'And your wife?' she asked Stormy.

'Disappeared on March the twelfth.'

'Two weeks after.'

'Just over.'

She was checking alternately between the two. 'Your wife was shot in a park in Bath?'

Diamond nodded. He'd cross-checked everything in his own mind, and he was as sure of the facts as Stormy, though he tried to appear calm.

'And Dixon-Bligh was once married to your wife? Why would he want to kill her?' Gina asked.

'For money, for his drugs.' Put bluntly like that, it was chilling. But every explanation he'd ever imagined was guaranteed to chill.

She kept her bright, shrewd eyes on him, inviting him to say more.

Patiently, he took her through the crucial details. 'I told you there were entries in her diary about phoning someone she knew as 'T'. Dixon-Bligh's name is Edward. Ted, right? That's the name you've been using yourself, I notice.'

'Right.'

He switched to a more immediate way of telling it. 'She reminds herself when I'm coming in late: 'P out. Must call T.' He says he needs to see her, and she promises to think it over. She gets her hair done - and that's typical of Steph, wanting to look right, even for a meeting with that berk. She calls him again - from a public phone, so the calls won't appear on our statement - and arranges this meeting in the park on the Tuesday. She says nothing to me about any of this, and Steph wasn't like that. Since reading what she wrote, I've driven myself nuts trying to understand why she set up those phone calls and meetings and kept me out of it. But now I learn he was a drug- addict, it's all much clearer. This is the set-up. He's pestering her for money, and she doesn't want me to know about it. Steph is confident of handling him herself. He's her ex, and she thinks she knows him. She may well have been sending him small amounts of cash for some time. She'd know my reaction.'

'Unsympathetic?'

'To put it mildly.'

'Does he possess a gun?'

Unexpectedly, Fiona Appleby spoke up. 'Yes.'

All eyes were on her.

'What sort?' Diamond asked.

'Pistol.'

'Revolver?'

'Yes. He did some shooting in the Air Force. He was on the command team at Bisley. The gun was his own. He kept it in the drawer beside the till. Said he'd produce it if ever anyone tried to hold up the restaurant.'

Stormy turned up his palms as if no more needed saying.

But Gina still required convincing. 'Why shoot her when all he wanted was money for drugs?'

Diamond answered in a measured tone, drained of emotion. 'He brings the gun with him intending to force her to hand over more money than she intends, or credit cards, maybe, instead of the small handout she offers. She refuses. Steph was very strong-willed. He points the gun at her head. She tries to push him away or says something that angers him and he squeezes the trigger.'

This had directness, the simplicity of cause and effect that carried conviction.
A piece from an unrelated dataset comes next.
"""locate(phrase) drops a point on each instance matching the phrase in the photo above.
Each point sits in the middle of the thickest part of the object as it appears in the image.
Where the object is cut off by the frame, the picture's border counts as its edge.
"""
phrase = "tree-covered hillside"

Gina had listened impassively. She pointed a finger at him. 'Okay. It's payback time. You said just now you knew of places he might be hiding in. Were you bullshitting, or can you deliver?'

In point of fact, all the bullshitting had come from Stormy, but sometimes when your bluff is called, the brain goes into overdrive. Without hesitation Diamond launched into the story Steph had once told him about the beach hut. 'At one time when he was in the Air Force and married to Steph they were based at Tangmere, in Sussex. They lived in married quarters, I think, and didn't like it much. The one good thing about it was that they were close to the sea, and on his days off they'd escape to some local beach with a peculiar name I'm trying to remember. Wittlesham?'

'Wittering?' Gina said, following this acutely. 'West Wittering isn't far from Tangmere.'

'You've got it. West Wittering. Steph told me they rented a beach hut one summer. They'd use it to change into swimming things, and brew up tea on an oil stove and so on. The point about this is that even after the rental ended, he kept a spare key, and for years he used to go back and open up the hut and use it.'

Gina was frowning. 'After it was rented to someone else?'

'People only use them a fraction of the time.'

'Sneaky.'

'That was Steph's reaction. She wouldn't join him.'

Gina was ahead of him now. 'You're thinking he might be holed up at the beach?'

'It wouldn't be a bad place to hide.'

'Out of season, too,' Stormy added support. 'Nice and quiet. You could survive pretty well in a beach hut.'

Diamond put in a note of caution. 'I don't even know if the huts are still there. Do they still have them at West Wittering?